Penyaluran bantuan pangan ini masih menggunakan data penerima dari Kementerian Sosial Republik Indonesia. Dalam program ini, Bulog berperan sebagai penyalur resmi yang ditunjuk pemerintah untuk memastikan bantuan sampai kepada masyarakat yang berhak.Untuk kegiatan bantuan pangan Bulog Cabang Indramayu, bersama pemerintah Kabupaten Indramayu, sudah melaksanakan launching kegitan yang hadiri oleh bupati Indramayu, Forkopimda di Desa KalensariPimpinan Perum Bulog Cabang Indramayu, Sri Wahyuni, menjelaskan bahwa seluruh proses penyaluran dilakukan secara transparan sesuai dengan data yang diterima dari Kemensos.

“Untuk data penerima bantuan pangan masih menggunakan data dari Kemensos. Namun apabila dalam pelaksanaannya terdapat nama yang sudah tidak ada, maka menjadi kewenangan pemerintah desa setempat untuk melakukan penggantian,” ujarnya.

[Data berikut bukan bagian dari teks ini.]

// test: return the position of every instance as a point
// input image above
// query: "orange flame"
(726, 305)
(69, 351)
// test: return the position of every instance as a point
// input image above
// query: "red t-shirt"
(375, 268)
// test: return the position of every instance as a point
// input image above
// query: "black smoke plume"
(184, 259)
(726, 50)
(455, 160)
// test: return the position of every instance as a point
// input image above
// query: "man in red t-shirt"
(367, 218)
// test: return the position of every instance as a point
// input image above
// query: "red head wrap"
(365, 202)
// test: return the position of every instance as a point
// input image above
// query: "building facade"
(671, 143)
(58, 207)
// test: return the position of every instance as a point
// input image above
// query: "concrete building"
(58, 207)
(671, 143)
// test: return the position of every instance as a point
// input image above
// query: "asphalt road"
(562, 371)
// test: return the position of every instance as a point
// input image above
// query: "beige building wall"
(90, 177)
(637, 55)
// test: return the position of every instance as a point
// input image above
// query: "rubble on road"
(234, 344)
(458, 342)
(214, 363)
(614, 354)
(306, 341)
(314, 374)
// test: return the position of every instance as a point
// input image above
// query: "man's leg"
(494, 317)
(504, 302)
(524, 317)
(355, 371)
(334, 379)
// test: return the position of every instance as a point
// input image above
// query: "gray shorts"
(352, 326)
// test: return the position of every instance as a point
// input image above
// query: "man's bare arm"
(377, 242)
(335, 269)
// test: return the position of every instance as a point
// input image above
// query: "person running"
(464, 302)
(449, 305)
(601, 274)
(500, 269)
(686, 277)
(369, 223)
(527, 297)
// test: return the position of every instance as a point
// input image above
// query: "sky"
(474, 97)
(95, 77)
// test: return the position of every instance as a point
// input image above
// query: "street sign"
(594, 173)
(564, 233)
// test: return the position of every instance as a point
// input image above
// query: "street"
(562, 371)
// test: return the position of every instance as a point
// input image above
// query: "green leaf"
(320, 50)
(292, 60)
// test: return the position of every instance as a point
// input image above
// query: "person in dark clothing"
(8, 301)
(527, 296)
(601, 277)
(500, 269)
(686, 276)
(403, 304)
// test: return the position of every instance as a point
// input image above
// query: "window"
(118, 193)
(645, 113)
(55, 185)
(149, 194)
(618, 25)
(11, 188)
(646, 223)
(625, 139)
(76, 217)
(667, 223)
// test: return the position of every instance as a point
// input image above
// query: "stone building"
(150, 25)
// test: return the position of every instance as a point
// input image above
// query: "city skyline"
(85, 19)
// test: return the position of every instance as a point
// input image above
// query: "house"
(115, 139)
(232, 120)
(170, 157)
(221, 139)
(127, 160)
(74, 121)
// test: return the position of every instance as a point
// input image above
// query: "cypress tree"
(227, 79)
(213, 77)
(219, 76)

Sebanyak 314.129 warga Kabupaten Indramayu tercatat sebagai penerima bantuan pangan untuk alokasi Februari–Maret 2026.Menurut data dari Kemensos, khususnya di Kecamatan Kedokan Bunder, jumlah penerima bantuan mencapai 8.260 keluarga penerima manfaat (PBP), dengan total distribusi 165.200 kilogram beras dan 33.040 liter minyak goreng.Program bantuan pangan ini berupa beras dan minyak goreng yang diperuntukkan bagi masyarakat rawan pangan guna membantu memenuhi kebutuhan pokok sehari-hari.

“Setiap penerima mendapatkan beras 20 kilogram untuk dua bulan sekaligus, serta minyak goreng total 4 liter,” tambah Sri Wahyuni.Secara keseluruhan, total beras yang disalurkan mencapai 6.282.580 kilogram atau sekitar 6.282 ton.

Sementara itu, distribusi minyak goreng mencapai 1.256.516 liter.Sri Wahyuni menambahkan, program bantuan pangan ini merupakan bagian dari upaya pemerintah dalam membantu masyarakat kurang mampu sekaligus menjaga stabilitas harga bahan pokok di pasaran.